Lead can be harmful to everyone. However, it is especially harmful to young children and pregnant women. Contact with lead during pregnancy can put pregnant women at risk for:

  • miscarriage
  • preterm birth
  • low birthweight
  • developmental delays

Most women in the United States are usually not in close contact with high levels of lead, but nevertheless, elevated blood lead levels can be hearmful to the pregnancy. 


The most common sources of lead are house paint (used before 1978) and water that comes from wells or through lead pipes.

Lead paint 

  • If you live in a home built before 1978, you could be in contact with lead. Older homes were once painted with house paint that had lead.
  • If you live in an older home and the paint isn’t crumbling or peeling, there’s little risk to your health. However, crumbling paint can lead to dust with lead substances, which can be harmful to your health.
  • If you need to remove lead paint from your home, hire experts to do it. Stay out of your home until the job is done. You can learn more about lead paint and removing lead at the U.S. Environmental Protection Agency (EPA) website. 


Lead in water 

If you have lead plumbing in your house or if you have well water, lead could get into your drinking water. Boiling your water does not get rid of lead.

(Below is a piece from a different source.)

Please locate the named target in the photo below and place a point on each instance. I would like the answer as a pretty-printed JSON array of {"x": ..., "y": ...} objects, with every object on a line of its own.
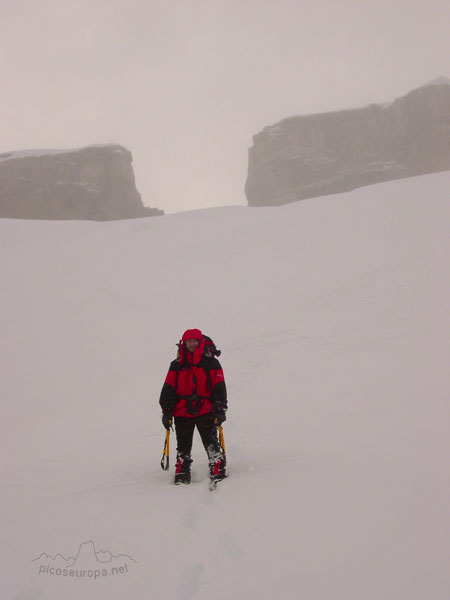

If you think you have lead plumbing:

  • Use only cold water for drinking and cooking. Water from the cold water pipe has less lead than water from the hot pipe. 
  • Run water for 15 to 30 seconds before drinking it, using it for cooking or making baby formula, especially if you haven’t used water for a few hours. If you use a water filter, get one that is certified by NSF International to remove lead.
  • Contact your local health department or water supplier to find out how to get pipes tested for lead.

If you use well water, contact the EPA Safe Drinking Water Hotline at (800) 426-4791 for information on testing your well water for lead and other substances that can harm your health.

Lead can be found in other parts of the home, including:

  • Lead crystal glassware and some ceramic dishes. Don’t use these items. Ceramics you buy in a store are generally safer than those made by craftspeople because stores have to follow certain safety guidelines. 
  • Some arts and crafts supplies, including oil paints, ceramic glazes and stained glass materials. Use lead-free art supplies during pregnancy and breastfeeding. 
  • Vinyl miniblinds that come from other countries. 
  • Old painted toys and some new toys and jewelry. The U.S. Consumer Product Safety Commission website has information on recalls. 
  • Make-up, such as lipstick, that has surma or kohl. Check the label on your make-up for a list of ingredients. 
  • Canned food from other countries. 
  • Candy from Mexico called Chaca Chaca. Lead in this candy may come from ingredients like chili powder and tamarind, or from ink on plastic or paper wrappers.

If you work in a job that puts you in contact with large amounts of lead, your health could be at risk. These jobs include

  • painting
  • plumbing
  • auto repair
  • battery manufacturing
  • certain kinds of construction

To help you stay safe:

  • Change your clothes (including shoes) before coming home.
  • Shower at work to avoid bringing lead into your home.
  • Wash your work clothes at work or wash them at home separately from the rest of the laundry.